Santa Rosa architect Sara Harrison Woodfield is a leading architect reducing wildfire risk for homes vulnerable to wildfires. Hers has been a decades-long crusade, with Harrison Woodfield being one of a handful of Wine Country architects who is strongly reluctant to design wooden homes in wildfire prone areas. She favors noncombustible materials like RSG-3D, a thick fire-retardant foam panel sandwiched between wire mesh and coated on both sides with concrete. Home builders are gradually becoming more aware of such materials. Harrison Woodfield has worked with and recommends one such home builder fully-experienced in using noncombustible materials like RSG-3D, Gateway Builders, Inc. located in Santa Rosa, CA.
Surveying rebuilt homes in neighborhoods almost totally destroyed by wildfire, Sara comments, ““If you drive around, you will see one wood-frame house after another — which will blow away pretty easily in the next fire,” she said. “My argument is always, why wouldn’t you do something different if you could afford it financially?”
Her crusade is “catching fire,” especially now in current times with California and other Western States being devastated by the worst wildfires in history. More than 7,900 wildfires have burned more than 5,300 square miles in California this 2020 year. Even as her new fire-resistant projects emerge from the ashes of burned homes, smoke from nearby wildfires cloud them.

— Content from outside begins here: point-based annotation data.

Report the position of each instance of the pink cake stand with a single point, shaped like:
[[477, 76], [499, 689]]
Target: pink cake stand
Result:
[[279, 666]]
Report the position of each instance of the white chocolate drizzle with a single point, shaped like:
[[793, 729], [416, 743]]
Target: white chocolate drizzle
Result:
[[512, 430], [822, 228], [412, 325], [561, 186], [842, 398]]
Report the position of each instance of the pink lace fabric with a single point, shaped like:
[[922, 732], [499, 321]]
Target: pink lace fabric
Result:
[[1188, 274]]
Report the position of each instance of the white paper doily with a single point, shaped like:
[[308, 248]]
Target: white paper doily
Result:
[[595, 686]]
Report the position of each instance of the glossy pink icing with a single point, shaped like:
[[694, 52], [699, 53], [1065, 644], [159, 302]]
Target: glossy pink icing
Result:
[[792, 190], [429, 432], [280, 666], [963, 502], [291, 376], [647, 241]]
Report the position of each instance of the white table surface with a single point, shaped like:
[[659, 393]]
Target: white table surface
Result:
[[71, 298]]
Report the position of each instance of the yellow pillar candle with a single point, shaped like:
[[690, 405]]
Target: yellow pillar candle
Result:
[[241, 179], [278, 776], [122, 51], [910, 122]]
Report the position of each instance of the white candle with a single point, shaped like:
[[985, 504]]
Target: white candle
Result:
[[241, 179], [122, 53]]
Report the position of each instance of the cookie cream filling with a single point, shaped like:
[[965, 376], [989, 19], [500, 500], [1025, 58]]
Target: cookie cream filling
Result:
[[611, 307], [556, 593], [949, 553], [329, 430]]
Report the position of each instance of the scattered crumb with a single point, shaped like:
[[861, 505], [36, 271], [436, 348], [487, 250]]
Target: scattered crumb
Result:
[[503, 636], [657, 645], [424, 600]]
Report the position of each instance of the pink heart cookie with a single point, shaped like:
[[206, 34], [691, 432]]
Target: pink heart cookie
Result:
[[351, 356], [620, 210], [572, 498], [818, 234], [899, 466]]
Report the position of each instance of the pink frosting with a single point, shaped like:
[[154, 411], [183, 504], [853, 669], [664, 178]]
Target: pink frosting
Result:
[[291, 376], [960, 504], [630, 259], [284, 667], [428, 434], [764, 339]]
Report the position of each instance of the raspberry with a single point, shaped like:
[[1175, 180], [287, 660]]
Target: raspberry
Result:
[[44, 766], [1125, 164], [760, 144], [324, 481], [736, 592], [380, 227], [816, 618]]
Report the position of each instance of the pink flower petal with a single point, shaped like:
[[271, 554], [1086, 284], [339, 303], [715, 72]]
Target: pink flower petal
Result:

The press is taking notice of her crusade, too. Harrison Woodfield’s work has recently been featured in “The San Francisco Chronicle” as one of the few expert architects using her decades of experience to defend her clients’ homes from wildfire destruction, stating, “Harrison Woodfield is one of a handful of Wine Country architects who is strongly reluctant to design wooden homes in areas vulnerable to wildfire.” Read the full article – “Nothing to burn’: Fire-hardened homes in Wine Country give peace of mind to owners but remain rare.”
An additional “San Francisco Chronicle” article – “Heartbreaking’: Sonoma County homes rebuilt after fires could be just as vulnerable to flames” – describes the vulnerability and heartbreaking devastation possible as experts are questioning whether the new homes that have popped up in Sonoma County, and elsewhere in the fire-ravaged state, are any safer than the ones lost in recent years, with Sara Harrison Woodfield as an exception.
A third “San Francisco Chronicle” article – “The fire-resistant home is coming to California, and here’s what it looks like” – was updated and republished on September 23, 2020 in view of the wildfires sweeping the state. In the article, Harrison Woodfield says many clients are choosing what she calls “solid wall construction” instead of traditional wood framing for a higher-category of fire resistance. “There are a lot of products where you can have a solid wall, where you can have concrete on the inside and foam insulation on the outside,” says Woodfield, who has been working as an architect in the region for 30 years.
The cost of defending homes from wildfire destruction is a wise investment – and one that does not compromise the beauty of her designs. One home she recently designed, the Tansey house, sits in Bennett Ridge, an upscale neighborhood overlooking Trione-Annadel State Park. But the Tansey’s home is an exception there. The only wood in the Tansey’s 3,200-square-foot house, still under construction, will be the floors and kitchen cabinets. As Frank Tansey and Nancy Watson-Tansey sat in traffic trying to escape the 2017 Tubbs Fire that destroyed their home on Sonoma County’s Bennett Ridge, Frank, retired dean of admissions at Sonoma State University, told Nancy, “If this ever happens again I want to pull out of the driveway knowing that when we return home, the house is going to be there.”
For those who can afford it, Harrison Woodfield also advocates for exterior sprinkler systems like the one made by Colorado-based company Wave Guard. The sprinkler system has ultraviolet sensors that detect fire more than 300 yards away. The system has its own water tanks, pumps and generator and automatically starts dousing the property before the fire arrives.
The wildfire devastation in California, as in other western states, is alarmingly growing. Data shown by “Wildfire Today” shows the worsening trend, which is even worse since the data reported. Harrison Woodfield Architects, is one of the very few firms designing homes to withstand the onslaught, using decades of front line experience to do so.